The total area cultivated in PNG stands at 11.7858 million hectares accounting for cash crops (cocoa, coconut, oil palm, coffee, sugarcane) and food crops.
Banana, taro, sweet potato, yam and cassava are the major staple crops.
Production of rice is also picking up in many parts of the country.
Farm machineries available in the country are imported.
Tractors, soil preparation equipment, and harvesting and threshing equipment are reported to be the major equipments imported.
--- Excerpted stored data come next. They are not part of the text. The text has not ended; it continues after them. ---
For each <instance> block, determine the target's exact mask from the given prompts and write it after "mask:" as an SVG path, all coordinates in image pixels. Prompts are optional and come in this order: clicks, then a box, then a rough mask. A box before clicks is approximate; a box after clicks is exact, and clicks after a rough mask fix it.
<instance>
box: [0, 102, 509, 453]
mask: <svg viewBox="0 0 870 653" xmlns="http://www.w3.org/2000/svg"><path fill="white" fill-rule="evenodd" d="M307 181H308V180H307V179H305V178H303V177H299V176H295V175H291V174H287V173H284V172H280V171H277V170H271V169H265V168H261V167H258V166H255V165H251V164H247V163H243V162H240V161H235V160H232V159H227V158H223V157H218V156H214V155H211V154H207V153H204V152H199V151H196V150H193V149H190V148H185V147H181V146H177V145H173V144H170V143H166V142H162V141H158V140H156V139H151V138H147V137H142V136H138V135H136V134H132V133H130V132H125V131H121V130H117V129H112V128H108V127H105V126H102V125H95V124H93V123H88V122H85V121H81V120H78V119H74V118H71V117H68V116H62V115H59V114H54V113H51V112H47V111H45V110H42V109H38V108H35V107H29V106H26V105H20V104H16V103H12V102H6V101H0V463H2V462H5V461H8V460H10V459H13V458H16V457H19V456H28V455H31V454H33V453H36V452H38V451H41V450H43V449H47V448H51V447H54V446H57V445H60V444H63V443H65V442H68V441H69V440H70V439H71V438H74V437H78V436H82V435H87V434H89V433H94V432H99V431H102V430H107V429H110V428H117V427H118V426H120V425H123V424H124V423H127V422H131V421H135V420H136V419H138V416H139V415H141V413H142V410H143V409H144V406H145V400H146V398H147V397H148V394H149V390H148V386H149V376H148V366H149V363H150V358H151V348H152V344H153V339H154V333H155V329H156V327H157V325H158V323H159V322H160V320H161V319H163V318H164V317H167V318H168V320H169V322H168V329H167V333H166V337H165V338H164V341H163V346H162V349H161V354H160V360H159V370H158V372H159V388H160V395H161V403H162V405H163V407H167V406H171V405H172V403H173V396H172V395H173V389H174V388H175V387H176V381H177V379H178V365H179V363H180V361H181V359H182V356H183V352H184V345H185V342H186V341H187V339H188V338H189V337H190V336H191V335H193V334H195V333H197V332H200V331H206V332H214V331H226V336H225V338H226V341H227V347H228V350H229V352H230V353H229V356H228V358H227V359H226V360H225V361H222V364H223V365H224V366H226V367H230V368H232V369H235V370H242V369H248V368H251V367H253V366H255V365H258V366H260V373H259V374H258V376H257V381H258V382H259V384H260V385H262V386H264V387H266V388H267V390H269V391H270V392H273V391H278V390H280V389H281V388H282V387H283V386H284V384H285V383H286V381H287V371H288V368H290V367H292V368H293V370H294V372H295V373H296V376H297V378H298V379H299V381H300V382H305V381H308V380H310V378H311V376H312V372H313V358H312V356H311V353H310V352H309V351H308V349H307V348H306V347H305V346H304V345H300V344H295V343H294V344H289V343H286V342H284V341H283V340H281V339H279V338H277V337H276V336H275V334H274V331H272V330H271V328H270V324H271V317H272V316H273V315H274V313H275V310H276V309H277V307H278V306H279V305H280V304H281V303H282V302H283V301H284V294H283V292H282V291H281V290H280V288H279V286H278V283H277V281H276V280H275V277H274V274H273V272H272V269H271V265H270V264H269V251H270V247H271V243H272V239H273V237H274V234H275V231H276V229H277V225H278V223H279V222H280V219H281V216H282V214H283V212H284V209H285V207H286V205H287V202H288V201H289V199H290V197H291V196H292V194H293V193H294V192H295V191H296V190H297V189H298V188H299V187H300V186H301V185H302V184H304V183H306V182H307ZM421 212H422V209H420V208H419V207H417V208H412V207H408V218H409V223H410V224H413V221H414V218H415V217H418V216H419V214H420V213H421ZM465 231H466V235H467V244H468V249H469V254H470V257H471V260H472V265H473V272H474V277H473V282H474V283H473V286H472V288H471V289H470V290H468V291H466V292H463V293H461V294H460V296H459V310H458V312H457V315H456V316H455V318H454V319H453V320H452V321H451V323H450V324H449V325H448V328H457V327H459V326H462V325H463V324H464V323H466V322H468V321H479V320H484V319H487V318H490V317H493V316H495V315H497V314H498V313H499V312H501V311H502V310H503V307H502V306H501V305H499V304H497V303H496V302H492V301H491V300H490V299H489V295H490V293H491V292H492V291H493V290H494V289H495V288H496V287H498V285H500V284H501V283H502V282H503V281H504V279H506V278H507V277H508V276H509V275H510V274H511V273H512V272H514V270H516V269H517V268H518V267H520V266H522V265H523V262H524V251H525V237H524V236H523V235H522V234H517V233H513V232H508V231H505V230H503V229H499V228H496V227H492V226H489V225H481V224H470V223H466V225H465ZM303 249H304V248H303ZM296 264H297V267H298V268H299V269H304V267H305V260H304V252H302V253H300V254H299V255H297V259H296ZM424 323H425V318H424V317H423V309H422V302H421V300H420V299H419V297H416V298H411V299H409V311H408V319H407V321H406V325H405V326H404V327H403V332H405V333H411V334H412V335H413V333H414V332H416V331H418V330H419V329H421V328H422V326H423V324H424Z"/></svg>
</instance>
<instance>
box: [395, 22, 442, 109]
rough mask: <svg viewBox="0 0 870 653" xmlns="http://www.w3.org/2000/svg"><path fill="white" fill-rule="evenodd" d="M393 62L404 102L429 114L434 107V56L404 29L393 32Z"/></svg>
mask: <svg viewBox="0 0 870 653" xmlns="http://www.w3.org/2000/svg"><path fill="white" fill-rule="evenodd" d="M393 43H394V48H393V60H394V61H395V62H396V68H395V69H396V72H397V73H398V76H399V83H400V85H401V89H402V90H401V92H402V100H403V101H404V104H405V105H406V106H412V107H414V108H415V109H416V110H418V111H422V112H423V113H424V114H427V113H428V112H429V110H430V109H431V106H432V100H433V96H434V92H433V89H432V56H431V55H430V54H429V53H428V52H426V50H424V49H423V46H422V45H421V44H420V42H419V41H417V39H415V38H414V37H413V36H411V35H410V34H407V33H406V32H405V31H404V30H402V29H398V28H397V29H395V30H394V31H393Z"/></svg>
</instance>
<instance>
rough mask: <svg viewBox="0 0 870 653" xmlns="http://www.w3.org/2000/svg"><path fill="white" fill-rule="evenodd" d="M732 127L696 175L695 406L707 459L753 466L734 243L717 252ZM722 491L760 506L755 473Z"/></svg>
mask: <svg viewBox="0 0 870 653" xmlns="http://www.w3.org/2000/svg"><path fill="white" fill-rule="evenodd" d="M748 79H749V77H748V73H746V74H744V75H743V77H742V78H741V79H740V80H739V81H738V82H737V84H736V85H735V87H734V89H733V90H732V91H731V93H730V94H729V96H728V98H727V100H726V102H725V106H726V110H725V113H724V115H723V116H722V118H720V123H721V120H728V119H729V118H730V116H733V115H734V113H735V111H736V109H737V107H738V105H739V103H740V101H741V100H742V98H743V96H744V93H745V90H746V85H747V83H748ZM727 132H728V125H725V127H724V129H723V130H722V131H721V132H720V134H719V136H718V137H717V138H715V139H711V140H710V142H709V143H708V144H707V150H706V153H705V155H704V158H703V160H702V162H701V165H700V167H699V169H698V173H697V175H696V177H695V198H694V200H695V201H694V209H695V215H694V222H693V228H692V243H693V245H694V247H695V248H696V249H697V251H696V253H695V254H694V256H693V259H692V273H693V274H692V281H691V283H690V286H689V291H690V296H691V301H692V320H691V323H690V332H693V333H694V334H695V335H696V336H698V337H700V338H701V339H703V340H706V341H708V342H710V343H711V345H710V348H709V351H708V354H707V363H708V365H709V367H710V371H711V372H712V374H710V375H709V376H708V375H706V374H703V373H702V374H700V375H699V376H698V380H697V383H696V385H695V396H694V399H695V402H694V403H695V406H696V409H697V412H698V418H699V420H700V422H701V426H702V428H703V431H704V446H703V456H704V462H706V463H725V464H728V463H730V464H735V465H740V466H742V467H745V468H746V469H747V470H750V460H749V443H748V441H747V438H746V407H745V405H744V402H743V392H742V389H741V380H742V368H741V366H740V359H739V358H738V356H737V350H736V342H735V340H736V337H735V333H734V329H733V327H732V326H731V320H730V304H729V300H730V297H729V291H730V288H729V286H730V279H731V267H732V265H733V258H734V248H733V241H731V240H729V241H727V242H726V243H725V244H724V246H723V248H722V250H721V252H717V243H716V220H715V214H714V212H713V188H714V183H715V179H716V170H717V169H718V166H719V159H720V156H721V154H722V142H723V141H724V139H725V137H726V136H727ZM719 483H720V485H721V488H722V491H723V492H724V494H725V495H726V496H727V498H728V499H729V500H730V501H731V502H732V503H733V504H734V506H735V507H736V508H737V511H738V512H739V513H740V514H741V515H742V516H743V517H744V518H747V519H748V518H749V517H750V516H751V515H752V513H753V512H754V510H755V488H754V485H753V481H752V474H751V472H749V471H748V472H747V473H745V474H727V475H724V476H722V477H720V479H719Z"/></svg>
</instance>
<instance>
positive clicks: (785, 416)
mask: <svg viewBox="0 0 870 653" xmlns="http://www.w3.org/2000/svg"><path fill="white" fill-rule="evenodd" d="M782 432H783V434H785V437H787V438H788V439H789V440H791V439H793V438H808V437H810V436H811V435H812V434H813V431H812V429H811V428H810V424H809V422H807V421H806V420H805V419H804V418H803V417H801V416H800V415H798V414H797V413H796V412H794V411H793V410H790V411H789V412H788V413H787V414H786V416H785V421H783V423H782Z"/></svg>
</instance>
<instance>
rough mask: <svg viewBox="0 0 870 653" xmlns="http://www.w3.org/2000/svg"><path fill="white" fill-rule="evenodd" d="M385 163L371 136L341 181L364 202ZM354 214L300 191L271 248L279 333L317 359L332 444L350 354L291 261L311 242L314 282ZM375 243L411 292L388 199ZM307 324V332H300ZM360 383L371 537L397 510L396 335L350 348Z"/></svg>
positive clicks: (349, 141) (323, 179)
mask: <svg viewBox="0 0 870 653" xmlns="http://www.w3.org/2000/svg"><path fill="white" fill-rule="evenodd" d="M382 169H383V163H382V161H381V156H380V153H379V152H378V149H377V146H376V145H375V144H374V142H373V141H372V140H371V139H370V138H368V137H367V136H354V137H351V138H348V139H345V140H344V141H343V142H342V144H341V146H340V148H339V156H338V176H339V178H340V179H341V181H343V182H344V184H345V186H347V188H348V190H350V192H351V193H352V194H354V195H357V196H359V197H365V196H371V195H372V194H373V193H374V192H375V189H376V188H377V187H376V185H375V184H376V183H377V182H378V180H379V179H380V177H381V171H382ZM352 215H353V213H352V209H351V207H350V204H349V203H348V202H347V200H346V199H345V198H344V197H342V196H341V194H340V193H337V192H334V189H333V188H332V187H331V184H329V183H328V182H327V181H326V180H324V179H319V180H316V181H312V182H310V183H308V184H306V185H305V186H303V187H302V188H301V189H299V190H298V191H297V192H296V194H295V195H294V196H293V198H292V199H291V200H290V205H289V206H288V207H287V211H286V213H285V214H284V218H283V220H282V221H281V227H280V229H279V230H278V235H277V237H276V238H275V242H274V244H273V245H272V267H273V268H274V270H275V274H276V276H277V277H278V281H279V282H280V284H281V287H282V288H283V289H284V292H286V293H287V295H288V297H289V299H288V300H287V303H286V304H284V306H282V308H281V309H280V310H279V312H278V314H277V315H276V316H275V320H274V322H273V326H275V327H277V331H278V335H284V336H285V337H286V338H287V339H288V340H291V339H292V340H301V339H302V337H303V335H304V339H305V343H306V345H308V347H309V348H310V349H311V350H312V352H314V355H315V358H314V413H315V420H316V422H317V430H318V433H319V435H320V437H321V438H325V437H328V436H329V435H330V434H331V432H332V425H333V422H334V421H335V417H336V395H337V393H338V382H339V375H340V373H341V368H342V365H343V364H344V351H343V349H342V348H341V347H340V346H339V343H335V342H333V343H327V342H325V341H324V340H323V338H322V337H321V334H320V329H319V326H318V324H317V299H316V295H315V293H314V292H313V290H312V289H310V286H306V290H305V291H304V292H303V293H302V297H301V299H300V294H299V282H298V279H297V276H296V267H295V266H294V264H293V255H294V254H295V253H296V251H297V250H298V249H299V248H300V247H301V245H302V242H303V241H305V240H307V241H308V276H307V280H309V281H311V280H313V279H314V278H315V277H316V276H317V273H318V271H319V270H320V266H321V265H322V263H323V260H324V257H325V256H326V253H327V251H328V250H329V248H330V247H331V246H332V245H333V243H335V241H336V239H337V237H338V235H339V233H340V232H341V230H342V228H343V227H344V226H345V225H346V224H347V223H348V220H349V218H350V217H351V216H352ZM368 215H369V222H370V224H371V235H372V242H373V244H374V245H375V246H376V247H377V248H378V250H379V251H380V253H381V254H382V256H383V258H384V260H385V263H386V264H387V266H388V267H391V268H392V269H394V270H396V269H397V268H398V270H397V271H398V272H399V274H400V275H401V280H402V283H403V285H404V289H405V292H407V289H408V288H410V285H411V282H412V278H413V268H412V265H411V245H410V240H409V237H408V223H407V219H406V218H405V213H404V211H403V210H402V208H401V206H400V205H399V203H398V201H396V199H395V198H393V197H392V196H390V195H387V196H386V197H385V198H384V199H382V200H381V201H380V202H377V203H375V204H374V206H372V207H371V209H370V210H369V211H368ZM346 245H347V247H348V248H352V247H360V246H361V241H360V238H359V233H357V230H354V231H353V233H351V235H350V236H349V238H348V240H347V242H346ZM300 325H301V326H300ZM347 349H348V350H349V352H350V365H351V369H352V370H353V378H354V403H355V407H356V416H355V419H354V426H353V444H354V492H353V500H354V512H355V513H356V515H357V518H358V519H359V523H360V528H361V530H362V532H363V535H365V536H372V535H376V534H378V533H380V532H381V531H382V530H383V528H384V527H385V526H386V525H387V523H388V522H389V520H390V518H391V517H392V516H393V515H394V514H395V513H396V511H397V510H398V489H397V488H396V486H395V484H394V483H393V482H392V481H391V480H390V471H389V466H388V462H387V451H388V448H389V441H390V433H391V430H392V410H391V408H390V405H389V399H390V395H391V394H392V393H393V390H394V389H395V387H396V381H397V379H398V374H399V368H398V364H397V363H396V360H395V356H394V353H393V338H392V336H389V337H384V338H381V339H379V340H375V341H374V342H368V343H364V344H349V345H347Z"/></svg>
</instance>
Most of these machineries are destined to plantations and commercial farmers.
Subsistence farmers are completely left out from the use of machines.
This situation is largely due to lack of mechanisation policy on the part of the government.
It is recorded that about 5,000 tractors, 7,600 soil preparation equipments, and 6,000 harvesting and threshing equipments have been imported during 1996 – 2002.
This clearly indicates that machinery input is very low for crop production in PNG.
On the assumption that 4,000 tractors are working at any given time, the total power available will be only 240,000 kilowatt (Kw), given each tractor is of 60 Kw.
If 20 % of the land is to be made optimally productive, it comes to about 2.6 million ha.
A human being is rated at about 0.1 horse power (hp) and the minimum power requirement for an effective agriculture has to be 0.5hp per hectare per year.
Thus the required energy is about 1.3 million hp, which is equal to 1 million Kw.
Assuming that two million people are always busy in farming, the energy input from manual labor will be equal to 0.2 million hp which is equal to 0.154 million Kw.
The combined energy available from the tractors and human power is only 0.394 million Kw leaving a deficit of 0.706 million Kw.
The remedy of energy deficit of such magnitude is very difficult and it should be of concern to planners and implementers.
It is advisable that animal traction and two wheel tractors are in corporated in agriculture production system with appropriate technologies in order to boost the production to feed the increasing population.
The following are some of the areas that could be considered to improve farm mechanisation in the country: establishment of animal traction centre, establishment of agro-service centers throughout the country, establishment of curriculum in agricultural engineering and technology at tertiary level, establishment of division of agricultural mechanisation at national level, inclusion of agricultural machines related information in agricultural extension programmes, and exemption of tax on imported agriculture machines for subsistence farmers.
The above suggestions necessary to ensure agriculture production is maximised, and realise the agriculture potential that we have.
Improved farm mechanisation can result into:

• Increased productivity of land and labor

• Increased income to farmers

• Reduction in post –harvest losses

• Reduction in drudgery and back-breaking farm work

• Timeliness in field preparation and subsequent operations

• Precision in agricultural operation

• Improvement of safety of farm workers

• Improvement in working environment

• Respect to human dignity

• Increase in agricultural labor efficiency

• Intensive farming for all the cultivable land

• Creation of rural employment, and

• Availability of improved housing and sanitation

It can be concluded that farm mechanisation in PNG must be introduced at a pace that the farmers can use appropriate technology and simultaneously training and education is also pursued.
This way not only the productivity of land and labor will increase but will also provide employment in rural areas.